Jesus did not come to found a religious organization. He came to found a missionary movement that would spread to the ends of the earth.
Christianity conquered the Roman world without an organizational structure, without access to significant resources, without academic institutions, and without a professionalized clergy. Ordinary people, on fire with the love of Christ and empowered by the Holy Spirit, told their families, friends, and casual acquaintances what God had done for them.
For a movement to grow rapidly it has to spread both within social networks and between social networks.
Jesus turned individual encounters into opportunities to touch whole social networks. The Gerasene demoniac begged Jesus to be allowed to join his band of disciples. Instead, Jesus told him to go home and tell his family what God had done.
My friend, Ed Stetzer, says this about the book
Steve casts a compelling future vision by tracing God¹s discernible lessons demonstrated in movements. He taps into the heart hunger of the growing number of us that want to see God do something great.
I look forward to reviewing the book myself – which leads back to the opening comment that I said I’d get to later. I won’t be reviewing anymore books that I haven’t chosen myself. If publishers wish to send me a book, that will be their choice. I will no longer agree to review what’s has been sent – unless I feel it’s worthwhile. Had I not agreed to review Why We Love the Church, I would not have. DeYoung/Kluck will not easily be ever again on my reading list – which was predestined by my reading this book of theirs.

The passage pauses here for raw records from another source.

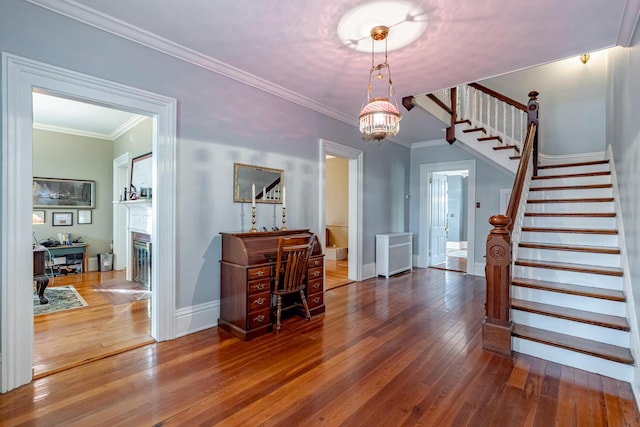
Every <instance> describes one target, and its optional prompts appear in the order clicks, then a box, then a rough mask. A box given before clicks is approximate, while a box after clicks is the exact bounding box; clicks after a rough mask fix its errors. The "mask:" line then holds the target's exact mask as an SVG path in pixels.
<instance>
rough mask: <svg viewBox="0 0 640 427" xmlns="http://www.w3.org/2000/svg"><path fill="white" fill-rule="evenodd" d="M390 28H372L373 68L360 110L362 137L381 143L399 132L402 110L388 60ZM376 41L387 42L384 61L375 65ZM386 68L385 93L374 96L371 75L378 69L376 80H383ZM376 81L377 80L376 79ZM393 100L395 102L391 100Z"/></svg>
mask: <svg viewBox="0 0 640 427" xmlns="http://www.w3.org/2000/svg"><path fill="white" fill-rule="evenodd" d="M388 34H389V28H388V27H386V26H384V25H378V26H376V27H373V28H372V29H371V40H372V42H371V44H372V45H371V69H370V70H369V84H368V86H367V96H366V100H365V104H364V106H363V107H362V110H361V111H360V116H359V128H360V132H362V139H364V140H365V141H370V140H375V141H377V142H378V145H380V141H382V140H383V139H384V138H392V137H394V136H396V135H397V134H398V130H399V129H400V119H401V118H402V116H401V115H400V110H399V109H398V101H397V100H396V96H395V93H394V91H393V83H392V81H391V68H390V67H389V63H388V62H387V49H386V43H387V36H388ZM376 41H378V42H379V41H384V42H385V50H384V62H383V63H381V64H378V65H374V64H375V61H374V57H375V53H374V45H375V43H376ZM384 69H386V73H387V79H386V84H385V85H384V89H385V93H384V94H383V96H373V95H372V92H373V89H372V86H371V77H372V76H373V73H374V71H377V75H376V80H380V81H382V80H383V79H384V78H385V76H384V74H382V71H383V70H384ZM374 83H375V81H374ZM391 101H393V103H392V102H391Z"/></svg>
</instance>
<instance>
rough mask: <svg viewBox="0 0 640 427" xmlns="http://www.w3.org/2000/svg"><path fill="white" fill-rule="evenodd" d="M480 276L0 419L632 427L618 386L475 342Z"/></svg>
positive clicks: (593, 376) (71, 376)
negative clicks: (604, 426) (490, 349)
mask: <svg viewBox="0 0 640 427" xmlns="http://www.w3.org/2000/svg"><path fill="white" fill-rule="evenodd" d="M485 297H486V295H485V282H484V279H483V278H481V277H474V276H468V275H466V274H460V273H456V272H450V271H442V270H436V269H432V268H429V269H414V270H413V271H412V272H408V273H404V274H399V275H396V276H392V277H391V278H389V279H384V278H381V277H376V278H372V279H369V280H366V281H363V282H356V283H354V284H351V285H349V286H342V287H338V288H335V289H332V290H331V291H329V292H326V294H325V304H326V312H325V313H323V314H320V315H316V316H314V317H313V318H312V319H311V320H309V321H307V320H305V319H304V318H302V317H298V316H293V317H289V318H287V319H285V320H284V321H283V329H282V331H280V332H279V333H275V332H274V333H272V334H269V335H266V336H262V337H259V338H257V339H255V340H253V341H249V342H244V341H241V340H239V339H238V338H235V337H232V336H230V335H228V334H227V333H225V332H224V331H221V330H218V329H217V328H211V329H207V330H204V331H201V332H197V333H193V334H190V335H187V336H185V337H182V338H179V339H176V340H173V341H165V342H160V343H153V344H149V345H146V346H144V347H140V348H136V349H133V350H129V351H127V352H124V353H121V354H118V355H114V356H110V357H106V358H103V359H100V360H97V361H94V362H91V363H87V364H84V365H80V366H77V367H75V368H72V369H68V370H65V371H62V372H58V373H55V374H53V375H49V376H47V377H46V378H42V379H39V380H36V381H33V382H32V383H31V384H28V385H25V386H22V387H20V388H18V389H16V390H13V391H11V392H9V393H5V394H2V395H0V424H1V425H3V426H17V425H70V426H87V425H91V426H107V425H108V426H120V425H123V426H124V425H126V426H133V425H135V426H145V425H146V426H155V425H157V426H160V425H162V426H184V425H189V426H191V425H207V426H210V425H221V426H254V425H265V426H267V425H268V426H279V425H281V426H291V425H301V426H303V425H304V426H338V425H343V426H402V425H407V426H414V425H422V426H474V427H475V426H524V425H531V426H534V425H541V426H553V425H557V426H570V425H576V426H580V425H590V426H618V425H619V426H622V425H628V426H636V425H640V416H639V414H638V411H637V409H636V408H637V407H636V403H635V401H634V398H633V394H632V391H631V387H630V385H629V384H628V383H624V382H620V381H616V380H612V379H609V378H606V377H602V376H599V375H594V374H590V373H587V372H584V371H579V370H577V369H573V368H569V367H565V366H561V365H558V364H555V363H552V362H547V361H544V360H541V359H537V358H534V357H530V356H526V355H521V354H516V355H514V357H513V358H508V357H503V356H500V355H498V354H495V353H492V352H489V351H485V350H483V349H482V346H481V325H482V321H483V319H484V304H485Z"/></svg>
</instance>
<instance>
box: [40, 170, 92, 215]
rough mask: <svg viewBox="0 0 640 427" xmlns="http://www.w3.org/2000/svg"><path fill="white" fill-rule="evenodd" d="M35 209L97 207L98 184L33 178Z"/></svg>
mask: <svg viewBox="0 0 640 427" xmlns="http://www.w3.org/2000/svg"><path fill="white" fill-rule="evenodd" d="M31 193H32V198H33V207H34V208H44V209H46V208H57V207H79V208H91V209H93V208H95V207H96V182H95V181H90V180H79V179H64V178H33V184H32V187H31Z"/></svg>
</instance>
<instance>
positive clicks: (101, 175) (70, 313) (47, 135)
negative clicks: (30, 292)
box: [32, 89, 153, 378]
mask: <svg viewBox="0 0 640 427" xmlns="http://www.w3.org/2000/svg"><path fill="white" fill-rule="evenodd" d="M32 121H33V137H32V144H33V150H32V155H33V157H32V165H33V172H32V173H33V175H35V177H54V178H60V179H66V178H74V179H79V178H82V179H86V180H89V181H90V182H93V183H95V188H96V189H97V190H96V191H95V192H94V196H93V203H92V205H91V207H90V209H88V210H84V211H83V212H85V213H86V212H88V213H89V216H90V220H85V221H82V222H81V221H80V218H79V217H78V218H76V217H75V215H76V212H77V213H78V214H79V213H80V212H81V211H80V210H78V211H76V210H75V209H74V205H73V204H72V203H74V202H73V201H72V200H66V199H63V198H62V196H63V194H59V196H60V199H54V200H50V199H48V197H47V196H48V195H46V194H43V198H42V199H40V203H44V205H45V206H39V208H42V207H45V210H44V211H43V212H45V214H46V215H45V217H47V216H48V217H49V218H51V216H52V215H53V213H55V212H57V211H59V210H63V211H70V214H71V217H70V219H71V221H70V223H69V224H68V225H67V226H65V227H53V226H52V225H55V224H52V221H49V218H46V219H45V221H43V223H42V224H36V225H34V226H33V236H34V241H35V243H36V244H39V245H41V244H45V245H47V247H42V248H39V249H42V250H43V251H44V252H45V253H46V254H47V256H46V258H47V268H46V269H45V273H46V275H47V277H48V280H49V283H48V287H47V289H46V290H45V291H44V294H45V295H49V296H52V295H53V296H56V295H58V294H59V293H60V292H62V290H63V289H70V290H72V291H73V292H76V293H77V294H79V295H80V297H82V298H83V299H84V301H85V302H87V303H88V306H87V307H83V308H82V309H81V310H80V311H78V310H76V311H73V312H71V311H69V310H64V312H60V313H51V314H43V315H39V316H34V359H33V363H34V364H33V374H34V378H40V377H42V376H46V375H48V374H50V373H53V372H58V371H60V370H63V369H66V368H68V367H73V366H77V365H79V364H82V363H86V361H87V360H95V359H97V358H100V357H103V356H104V355H110V354H115V353H118V352H120V351H125V350H127V349H130V348H132V347H133V346H136V345H144V344H147V343H149V342H150V341H151V342H152V341H153V340H152V339H151V336H150V335H149V332H150V327H149V326H150V321H151V319H150V310H149V307H150V304H151V301H149V298H150V294H151V293H150V292H148V291H145V290H144V289H141V288H140V286H139V285H138V284H136V283H135V282H134V281H131V280H126V278H125V274H124V273H125V272H124V267H119V266H116V263H115V262H113V261H116V262H117V261H121V262H120V263H122V260H124V259H125V258H126V257H127V256H128V255H127V253H126V252H125V251H119V250H118V248H117V247H114V246H113V244H112V242H118V240H119V239H118V236H119V235H121V234H123V233H126V232H127V223H126V221H117V219H119V218H118V217H117V216H116V209H118V208H119V209H120V210H122V209H124V208H123V206H122V203H120V202H119V196H118V194H119V193H120V194H121V193H122V189H123V187H122V186H118V187H116V188H114V189H113V190H114V191H111V188H110V187H111V185H112V183H113V180H112V179H111V173H112V161H110V159H111V158H113V156H114V155H116V156H117V155H118V154H120V153H121V152H123V151H125V152H126V154H128V153H129V152H131V151H133V152H134V153H135V152H136V150H138V151H144V152H148V151H150V150H151V149H152V138H153V136H152V119H151V118H149V117H147V116H141V115H137V114H133V113H129V112H126V111H122V110H119V109H115V108H107V107H103V106H99V105H95V104H91V103H87V102H83V101H78V100H74V99H69V98H66V97H63V96H56V95H51V94H47V93H43V92H42V91H41V90H38V89H34V92H33V115H32ZM132 141H135V143H134V142H132ZM126 168H127V169H126V170H127V171H129V170H130V165H129V163H127V165H126ZM119 175H125V174H118V176H119ZM126 175H127V177H126V185H125V181H124V180H123V181H122V182H119V184H121V185H124V186H125V187H128V183H129V178H128V175H129V173H127V174H126ZM123 178H124V177H123ZM118 190H120V192H118ZM56 200H57V202H56ZM50 203H52V204H54V205H50ZM57 204H60V205H61V206H55V205H57ZM111 214H113V215H114V218H113V222H112V221H111ZM61 231H62V232H64V233H65V234H66V235H69V236H71V238H70V240H73V241H74V242H79V243H77V244H84V245H87V246H86V249H85V250H86V251H87V252H88V254H86V255H85V257H86V258H88V259H89V260H90V261H96V260H97V262H88V263H86V262H85V263H83V264H85V265H83V267H82V268H81V269H74V270H72V271H73V273H75V274H73V273H71V274H69V272H64V273H63V272H60V271H59V270H58V269H57V268H56V267H57V265H56V264H57V263H60V262H63V261H62V260H67V259H68V258H69V256H65V255H62V256H60V255H59V254H60V253H61V252H64V251H65V250H67V249H65V248H66V247H57V248H55V249H54V248H52V247H51V246H54V247H56V246H60V245H59V244H58V243H54V242H57V241H58V240H59V238H58V236H59V234H58V233H59V232H61ZM49 249H51V250H49ZM54 250H55V251H56V253H57V254H58V255H57V256H52V254H53V253H54ZM109 251H110V252H111V254H110V255H106V253H107V252H109ZM107 257H108V260H109V261H106V262H105V260H106V259H107ZM72 258H73V259H74V261H73V262H76V261H75V258H76V257H75V255H74V256H72ZM86 258H85V259H86ZM64 262H67V261H64ZM125 264H126V263H125ZM77 265H78V264H75V266H77ZM91 271H93V272H94V273H91V274H90V273H89V272H91ZM96 297H97V298H96ZM47 305H50V304H49V303H47V304H46V305H45V304H41V305H36V309H37V310H39V311H40V310H45V311H49V308H48V307H47ZM107 308H111V310H109V309H107ZM104 324H109V325H111V326H110V327H108V328H106V327H103V326H102V325H104ZM92 326H93V327H92ZM60 349H64V351H60Z"/></svg>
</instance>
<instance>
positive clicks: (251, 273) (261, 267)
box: [247, 265, 271, 280]
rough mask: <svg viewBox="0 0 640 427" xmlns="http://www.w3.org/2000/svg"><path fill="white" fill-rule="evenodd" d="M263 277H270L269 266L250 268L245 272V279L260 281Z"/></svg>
mask: <svg viewBox="0 0 640 427" xmlns="http://www.w3.org/2000/svg"><path fill="white" fill-rule="evenodd" d="M265 277H271V266H269V265H266V266H264V267H256V268H250V269H248V270H247V279H248V280H253V279H262V278H265Z"/></svg>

And if you’re looking for reformed writers that are a little more irenic in their writing while not afraid of being strong, please read my friends, Darryl Dash, the aforementioned Ed Stetzer and John Armstrong, Dan MacDonald (who has just begun blogging, at last) and, of course, Jared Wilson. (Whose book I managed to leave in the city – and which I genuinely look forward to reading. As noted in an earlier post, the iMonk raved about Jared’s book.)
Please also make a point of reading this post from Michael Spencer, Checking the Pulse of the Post-Evangelical Conversation in Three Manifestos, which I believe to be an important comment on where we find ourselves now.